I was born and brought up in Hastings, so my dad would take me to watch Brighton one week and Hastings Town – where my cousin played – the other. My first visit to the Goldstone was in 1985 when the club was still basking in the glory of its FA Cup Final appearance a couple of years earlier, albeit we were now playing in the Second Division.
Huddersfield Town were the opponents that day and the game finished 4-3 to the Albion. I’d seen a real goal-fest, the singing never stopped and I was instantly addicted. I do remember my dad warning me on the journey home in our red Ford Sierra that it wouldn’t always be like this! That’s another vivid memory from my childhood, those car journeys after games. The heating would go on, you’d turn on the radio with anticipation as the results and reports started coming in. Magic.
Steve Foster was my hero back then; that permed haircut, the headband, he was the player who always stood out. I was a defender at school, having no pace to play up front, and liked to slide a leg in, so I could always resonate with ’Fozzie’.
Jimmy Case, too, had a similar attitude to the game – and if he played today, he’d be getting red cards left, right and centre. But what a player; he could spray a pass and he could score goals… he was so much more than just a hard man.
The family eventually moved to Kettering for my dad’s job while I ended up in Farnham, Surrey, at college. My visits to the Goldstone were more fleeting but I never lost my passion for the club – and it was only cemented further when we lost the ground.
I became a broadcast journalist and it should have been a proud moment to report on my first Albion game, for Talksport, but events that day deemed the game irrelevant and left me questioning whether it should have been played at all. It was 11th September 2001 and driving to the game, listening to what had unfolded in the United States, left my head spinning. It felt wrong to be covering football that night, it was meaningless.
I would pitch up plenty more times after that, both for the radio and for Sky Sports, but once I became a golf reporter and presenter – covering the major PGA tournaments in America for Sky – it became harder and harder to see the Albion in the flesh.
However, if I can’t get to the club, I always make sure I take the club with me, be it in the form of a shirt, training top, flag or scarf for our on-course broadcasting HQ. One of our camera operators, Tony Dunne, is also a Brighton fan from Worthing, so we have unity there, while Tor, our production manager at The Masters, has the misfortune of supporting Crystal Palace.
Each April, therefore, I make sure the suitcase is packed with Albion flags and scarves; we decorate the house we are staying in, as well as our HQ, much to her annoyance. We did it last year at the Ryder Cup, too, but she takes it all in good faith.
As you will see from one of the accompanying pictures here, I covered the American Express 2020 tournament in La Quinta, California [held in January]. It felt right to wear my Albion top off-screen as we were at the Stadium Course, so I needed to show my support at an Amex Stadium 5,500 miles away from the real one!

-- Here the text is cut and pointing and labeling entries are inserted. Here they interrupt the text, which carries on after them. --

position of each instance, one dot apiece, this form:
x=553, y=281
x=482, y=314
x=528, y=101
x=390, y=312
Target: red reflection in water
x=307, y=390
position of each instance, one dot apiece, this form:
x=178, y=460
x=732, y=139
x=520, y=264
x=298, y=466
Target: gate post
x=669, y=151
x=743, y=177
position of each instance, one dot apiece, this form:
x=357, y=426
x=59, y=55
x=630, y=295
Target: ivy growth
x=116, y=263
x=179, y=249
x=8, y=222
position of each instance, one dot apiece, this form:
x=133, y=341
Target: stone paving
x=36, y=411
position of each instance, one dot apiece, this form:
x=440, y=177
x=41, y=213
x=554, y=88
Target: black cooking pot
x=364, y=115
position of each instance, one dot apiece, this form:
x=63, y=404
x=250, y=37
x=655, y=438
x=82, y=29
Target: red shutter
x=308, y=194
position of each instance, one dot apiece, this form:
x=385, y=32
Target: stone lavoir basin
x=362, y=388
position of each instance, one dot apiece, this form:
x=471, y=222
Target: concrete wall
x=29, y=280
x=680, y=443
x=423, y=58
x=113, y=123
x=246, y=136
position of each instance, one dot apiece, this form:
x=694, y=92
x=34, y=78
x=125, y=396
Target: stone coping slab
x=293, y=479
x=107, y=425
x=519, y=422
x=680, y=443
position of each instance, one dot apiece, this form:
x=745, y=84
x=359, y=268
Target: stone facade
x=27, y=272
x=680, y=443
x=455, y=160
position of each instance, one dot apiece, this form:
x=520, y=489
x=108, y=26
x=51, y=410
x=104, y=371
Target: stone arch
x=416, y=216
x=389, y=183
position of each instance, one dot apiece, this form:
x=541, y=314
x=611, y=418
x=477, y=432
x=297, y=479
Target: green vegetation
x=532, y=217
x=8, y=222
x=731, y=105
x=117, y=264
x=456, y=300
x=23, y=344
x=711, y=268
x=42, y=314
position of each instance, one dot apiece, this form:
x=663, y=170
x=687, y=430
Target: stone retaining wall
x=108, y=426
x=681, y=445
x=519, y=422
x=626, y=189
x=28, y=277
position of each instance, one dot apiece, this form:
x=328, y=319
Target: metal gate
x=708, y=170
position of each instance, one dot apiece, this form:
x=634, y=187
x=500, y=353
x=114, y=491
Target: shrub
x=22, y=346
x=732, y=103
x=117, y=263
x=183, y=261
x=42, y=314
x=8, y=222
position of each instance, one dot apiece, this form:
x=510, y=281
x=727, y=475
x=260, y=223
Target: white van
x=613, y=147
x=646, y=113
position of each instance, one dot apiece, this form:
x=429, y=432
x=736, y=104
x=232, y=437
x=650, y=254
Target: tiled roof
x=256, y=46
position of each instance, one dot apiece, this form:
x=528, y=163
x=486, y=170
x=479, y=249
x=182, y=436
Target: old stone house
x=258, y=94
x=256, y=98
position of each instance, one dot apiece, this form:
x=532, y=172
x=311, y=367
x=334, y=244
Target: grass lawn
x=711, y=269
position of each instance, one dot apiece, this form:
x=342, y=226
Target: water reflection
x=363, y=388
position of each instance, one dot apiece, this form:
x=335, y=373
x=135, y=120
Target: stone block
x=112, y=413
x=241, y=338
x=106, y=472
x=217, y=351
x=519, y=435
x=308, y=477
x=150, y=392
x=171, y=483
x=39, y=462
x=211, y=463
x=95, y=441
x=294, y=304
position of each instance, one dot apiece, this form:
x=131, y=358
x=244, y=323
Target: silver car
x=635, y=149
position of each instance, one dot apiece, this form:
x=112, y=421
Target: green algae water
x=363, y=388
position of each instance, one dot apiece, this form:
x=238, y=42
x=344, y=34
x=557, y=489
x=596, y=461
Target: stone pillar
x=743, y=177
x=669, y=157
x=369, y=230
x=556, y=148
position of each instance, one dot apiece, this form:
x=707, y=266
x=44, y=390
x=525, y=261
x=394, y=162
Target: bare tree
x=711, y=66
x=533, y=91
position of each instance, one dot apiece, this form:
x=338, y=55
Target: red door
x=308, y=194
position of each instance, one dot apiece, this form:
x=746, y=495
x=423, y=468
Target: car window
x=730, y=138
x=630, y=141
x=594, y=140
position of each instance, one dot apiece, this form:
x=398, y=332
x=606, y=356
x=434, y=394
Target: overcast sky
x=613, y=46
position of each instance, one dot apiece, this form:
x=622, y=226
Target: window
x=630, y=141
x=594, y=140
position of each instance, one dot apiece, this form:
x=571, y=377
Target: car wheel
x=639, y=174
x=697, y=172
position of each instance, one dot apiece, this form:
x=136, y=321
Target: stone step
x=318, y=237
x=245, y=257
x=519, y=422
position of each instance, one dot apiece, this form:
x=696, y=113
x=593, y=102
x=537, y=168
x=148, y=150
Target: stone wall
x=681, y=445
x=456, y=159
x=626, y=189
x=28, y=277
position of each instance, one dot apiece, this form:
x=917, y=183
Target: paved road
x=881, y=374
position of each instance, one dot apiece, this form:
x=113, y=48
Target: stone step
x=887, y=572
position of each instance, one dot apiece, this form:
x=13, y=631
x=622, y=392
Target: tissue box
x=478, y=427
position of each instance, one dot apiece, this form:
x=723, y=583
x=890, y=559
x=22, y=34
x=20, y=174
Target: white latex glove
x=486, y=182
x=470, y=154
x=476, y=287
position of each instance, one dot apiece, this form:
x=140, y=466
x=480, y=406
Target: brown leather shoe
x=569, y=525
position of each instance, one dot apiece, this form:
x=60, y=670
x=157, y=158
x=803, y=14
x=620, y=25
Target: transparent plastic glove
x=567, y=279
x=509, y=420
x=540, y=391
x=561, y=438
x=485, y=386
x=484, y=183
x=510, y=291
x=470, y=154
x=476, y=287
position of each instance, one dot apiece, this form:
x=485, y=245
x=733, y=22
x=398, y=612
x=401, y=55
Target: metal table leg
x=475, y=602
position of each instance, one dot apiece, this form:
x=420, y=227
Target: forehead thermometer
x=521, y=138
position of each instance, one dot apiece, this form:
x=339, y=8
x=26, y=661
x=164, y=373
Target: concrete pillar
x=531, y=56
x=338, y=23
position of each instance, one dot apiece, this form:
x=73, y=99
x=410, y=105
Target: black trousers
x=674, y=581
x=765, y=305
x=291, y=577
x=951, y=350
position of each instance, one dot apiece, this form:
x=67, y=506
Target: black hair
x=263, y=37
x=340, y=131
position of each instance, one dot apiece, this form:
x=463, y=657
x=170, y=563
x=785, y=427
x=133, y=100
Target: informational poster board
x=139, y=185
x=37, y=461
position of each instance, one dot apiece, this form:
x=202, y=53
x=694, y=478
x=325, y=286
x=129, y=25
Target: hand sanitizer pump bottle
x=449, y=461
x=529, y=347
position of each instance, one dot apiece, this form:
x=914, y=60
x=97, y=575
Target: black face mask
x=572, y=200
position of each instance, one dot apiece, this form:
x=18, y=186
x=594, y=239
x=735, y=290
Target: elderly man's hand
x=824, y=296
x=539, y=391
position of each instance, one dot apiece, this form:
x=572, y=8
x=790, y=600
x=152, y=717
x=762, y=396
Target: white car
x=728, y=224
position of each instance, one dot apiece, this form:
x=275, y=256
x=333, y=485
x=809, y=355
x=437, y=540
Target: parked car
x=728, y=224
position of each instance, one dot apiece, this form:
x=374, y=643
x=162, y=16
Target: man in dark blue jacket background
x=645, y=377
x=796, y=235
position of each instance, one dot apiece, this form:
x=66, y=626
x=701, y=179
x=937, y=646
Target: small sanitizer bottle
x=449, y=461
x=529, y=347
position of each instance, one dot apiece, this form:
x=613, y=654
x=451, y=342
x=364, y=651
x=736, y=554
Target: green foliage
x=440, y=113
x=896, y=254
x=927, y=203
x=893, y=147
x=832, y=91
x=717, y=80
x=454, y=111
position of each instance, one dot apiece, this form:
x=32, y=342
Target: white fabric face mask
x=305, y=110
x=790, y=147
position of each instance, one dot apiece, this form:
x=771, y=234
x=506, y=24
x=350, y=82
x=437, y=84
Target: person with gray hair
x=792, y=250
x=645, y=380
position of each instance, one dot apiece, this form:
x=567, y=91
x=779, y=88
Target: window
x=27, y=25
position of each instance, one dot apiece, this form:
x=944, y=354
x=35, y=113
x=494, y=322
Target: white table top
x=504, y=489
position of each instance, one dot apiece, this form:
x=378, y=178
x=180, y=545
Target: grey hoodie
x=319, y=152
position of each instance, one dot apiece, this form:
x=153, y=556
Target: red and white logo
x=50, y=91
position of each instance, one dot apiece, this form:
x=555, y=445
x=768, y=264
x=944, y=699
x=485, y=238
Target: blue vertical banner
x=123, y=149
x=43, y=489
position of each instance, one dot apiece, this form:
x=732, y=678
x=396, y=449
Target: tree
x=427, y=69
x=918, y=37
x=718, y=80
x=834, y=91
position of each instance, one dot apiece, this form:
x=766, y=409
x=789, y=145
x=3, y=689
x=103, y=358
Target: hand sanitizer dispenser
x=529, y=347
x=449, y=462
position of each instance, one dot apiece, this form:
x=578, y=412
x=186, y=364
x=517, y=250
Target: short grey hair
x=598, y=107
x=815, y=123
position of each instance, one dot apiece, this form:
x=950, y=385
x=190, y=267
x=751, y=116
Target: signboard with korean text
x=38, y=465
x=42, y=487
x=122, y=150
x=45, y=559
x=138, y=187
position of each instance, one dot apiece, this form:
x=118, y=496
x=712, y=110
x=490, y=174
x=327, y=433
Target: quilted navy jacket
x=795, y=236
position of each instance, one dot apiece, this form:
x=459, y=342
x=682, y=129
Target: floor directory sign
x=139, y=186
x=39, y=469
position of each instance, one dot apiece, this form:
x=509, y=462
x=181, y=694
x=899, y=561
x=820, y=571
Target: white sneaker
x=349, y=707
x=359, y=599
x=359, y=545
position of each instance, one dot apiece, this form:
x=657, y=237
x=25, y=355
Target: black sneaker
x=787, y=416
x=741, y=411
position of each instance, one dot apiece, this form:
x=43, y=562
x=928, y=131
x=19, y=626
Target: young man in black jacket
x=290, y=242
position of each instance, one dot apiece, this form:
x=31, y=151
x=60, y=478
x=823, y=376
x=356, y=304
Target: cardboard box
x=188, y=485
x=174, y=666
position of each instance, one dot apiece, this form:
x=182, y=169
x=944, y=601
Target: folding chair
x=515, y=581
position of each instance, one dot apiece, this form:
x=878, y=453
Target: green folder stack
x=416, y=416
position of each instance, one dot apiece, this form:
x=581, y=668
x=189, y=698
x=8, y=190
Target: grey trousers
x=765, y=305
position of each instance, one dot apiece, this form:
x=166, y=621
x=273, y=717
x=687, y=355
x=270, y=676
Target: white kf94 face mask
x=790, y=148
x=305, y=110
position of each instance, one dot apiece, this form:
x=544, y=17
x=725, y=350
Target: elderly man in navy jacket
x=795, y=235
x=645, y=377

A lot of the Americans thought I had a golf tournament top on and wondered where they could buy one from, even if they were a bit bemused by the seagull badge!
Hopefully I managed to convert a few of them into Albion fans although with Brighton playing in the Premier League, I do get the sense that more and more Americans, who are into their soccer, know who the Albion are.
On tour, football banter is never far away and certainly in America, with the time difference involved, we usually get to see most of the games live. Ross Fisher is an Albion fan and we’ll always have a chat about how the team are faring when I see him back home, while Lee Westwood’s a Nottingham Forest supporter who doesn’t mind throwing around the banter – even if we’ve had the upper hand over them in recent years. Francesco Molinari follows West Ham, while most of our technical crew support Tottenham, so I made sure I gave them plenty of stick earlier in the season!
With a young family, time for me is obviously precious when I’m back in the UK, but I still get to the Amex whenever I can. My eldest, Evie, is now a fully-fledged Albion fan, while my other daughter, Gracie, who is six, will be indoctrinated soon enough! I think Evie gets a little freaked out at the Amex when she sees her dad singing the songs and shouting at the referee, but that evokes memories of what I was like when I first started going with my dad. It’s come full circle.
The matchday experience is so much better for the kids these days, with the pre-match activities and, of course, the fantastic facilities we have at the Amex. On the pitch it’s been a season of transition but I’ve never seen the side this comfortable when in possession of the ball – it certainly more pleasing on the eye under Graham Potter, who is clearly doing a great job.